Today, you can have a narrow movement, a tiny movement, a movement in a silo. Your movement can be known by ten or twenty or a thousand people, people in your community or people around the world. And most often, it can be the people you work with or for, or those who work for you.
The Web connects people. That’s what it does. And movements take connected people and make change.
What marketers and organizers and people who care are discovering is that they can ignite a micromovement and then be propelled by the people who choose to follow it.
The key elements in creating a micromovement consist of five things to do… and six leadership principles.
Five Things to Do
1. Publish a manifesto.
Give it away and make it easy for the manifesto to spread far and wide. It doesn’t have to be printed or even written. But it’s a mantra and a motto and a way of looking at the world. It unites your tribe members and gives them a structure.
2. Make it easy for your followers to connect with you.
It could be as simple as visiting you or e-mailing you or watching you on television. Or it could be as rich and complex as interacting with you on Facebook or joining your social network on Ning.

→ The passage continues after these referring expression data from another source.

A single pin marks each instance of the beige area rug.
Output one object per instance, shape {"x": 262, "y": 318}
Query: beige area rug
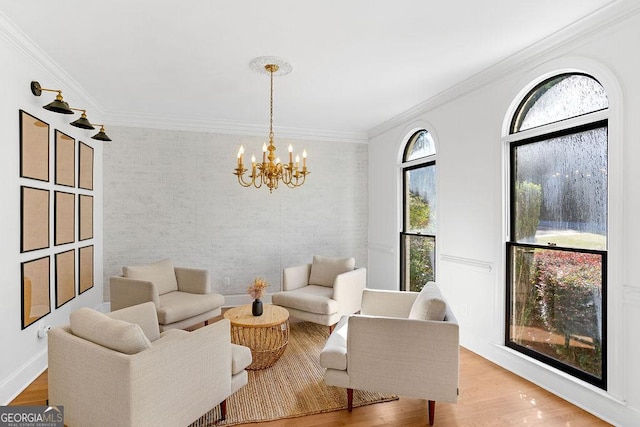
{"x": 293, "y": 387}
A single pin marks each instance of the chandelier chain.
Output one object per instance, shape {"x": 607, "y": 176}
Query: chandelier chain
{"x": 271, "y": 170}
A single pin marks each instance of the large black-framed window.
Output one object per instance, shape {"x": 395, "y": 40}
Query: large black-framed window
{"x": 557, "y": 248}
{"x": 418, "y": 235}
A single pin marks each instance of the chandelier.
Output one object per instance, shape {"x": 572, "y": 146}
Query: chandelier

3. Make it easy for your followers to connect with one another.
There’s that little nod that one restaurant regular gives to another recognized regular. Or the shared drink in an airport lounge. Even better is the camaraderie developed by volunteers on a political campaign or insiders involved in a new product launch. Great leaders figure out how to make these interactions happen.
4. Realize that money is not the point of a movement.
Money exists merely to enable it. The moment you try to cash out is the moment you stunt the growth of your movement.
5. Track your progress.
Do it publicly and create pathways for your followers to contribute to that progress.
Six Leadership Principles
Principles
1. Transparency is the only option
2. Your movement needs to be bigger than you
3. Movements that grow, thrive
4. Movements are made most clear when compared to the status quo or to movements that work to push the other direction i.e. when they are noticebly different, not the same as another movement
5. Exclude outsiders (a powerful force is who is not part of the movement)
6. Tearing others down is never to a movement as helpful as building followers up
Leadership is not about you, it’s about the people around you. It’s about driving a movement forward, and building a community around it.
Leadership is stepping up because no one else is.